PHILADELPHIA -- Two years after a pair of former players sued the NFL over the treatment of Black retirees in the league’s $1 billion concussion settlement, hundreds of men whose medical tests were rescored to eliminate race bias now qualify for awards.
The newly approved payouts, announced in a report Friday, are a victory for NFL families in the decade-long legal saga over concussions. The 2020 lawsuit unearthed the fact the dementia tests were being “race-normed” -- adjusted due to assumptions that Black people have a lower cognitive baseline score. Changes to the settlement made last year are meant to make the tests race-blind.
The new results will add millions to the NFL’s payouts for concussion-linked brain injuries. A league spokesman did not return a phone call Friday or respond to emails sent in recent weeks seeking comment on the rescoring.

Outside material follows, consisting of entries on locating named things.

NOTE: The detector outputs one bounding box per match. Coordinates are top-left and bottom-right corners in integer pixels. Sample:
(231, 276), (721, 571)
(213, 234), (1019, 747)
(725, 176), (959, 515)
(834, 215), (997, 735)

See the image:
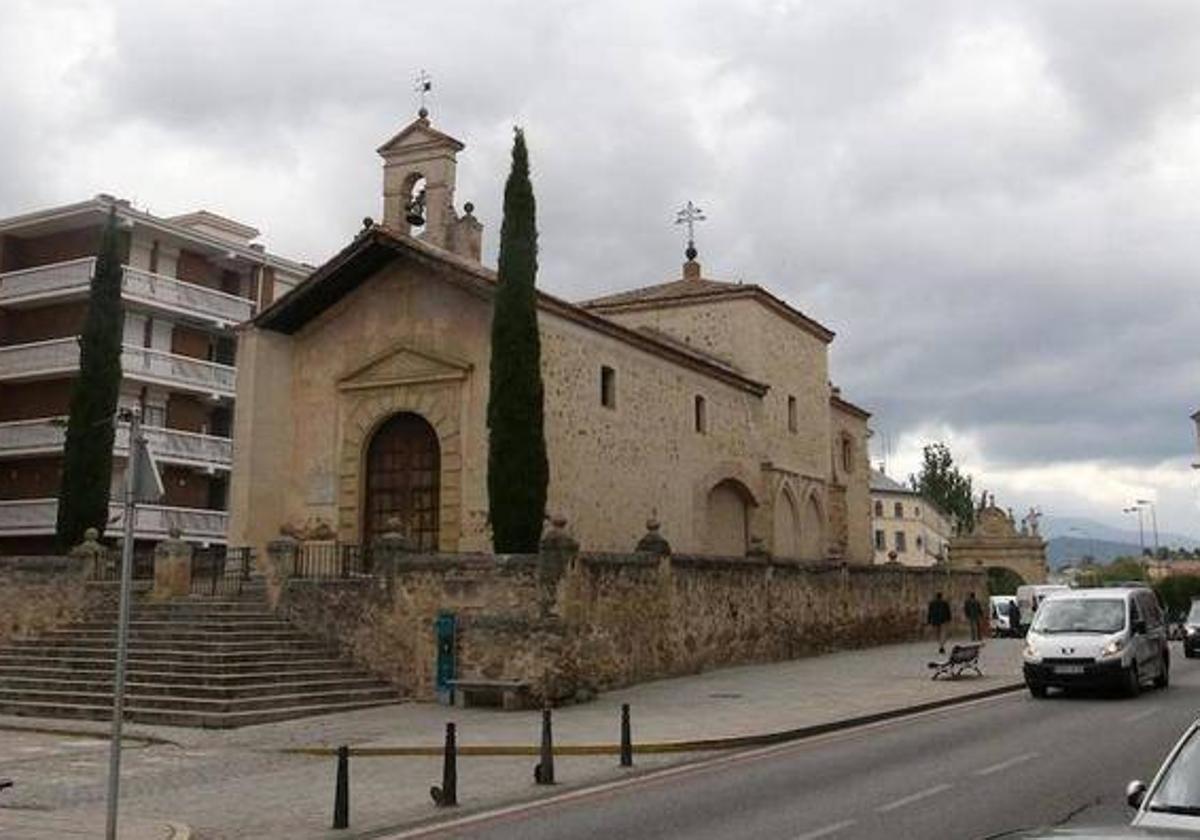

Of the 646 Black men whose tests were rescored, nearly half now qualify for dementia awards. Sixty-one are classified as having early to moderate dementia, with average awards topping $600,000; nearly 250 more have milder dementia and will get up to $35,000 in enhanced medical testing and treatment, according to the claims administrator’s report.
Former players, lawyers and advocates say they’ll now turn to getting the word out to more players who could receive awards.
“Our work has produced some great results and has opened many eyes,” said Ken Jenkins, a former Washington player who, along with his wife, petitioned the federal judge overseeing the settlement to make the changes and urged the Justice Department’s Civil Rights Division to investigate. “Now we’re really focused on getting as many players who deserve compensation to be compensated.”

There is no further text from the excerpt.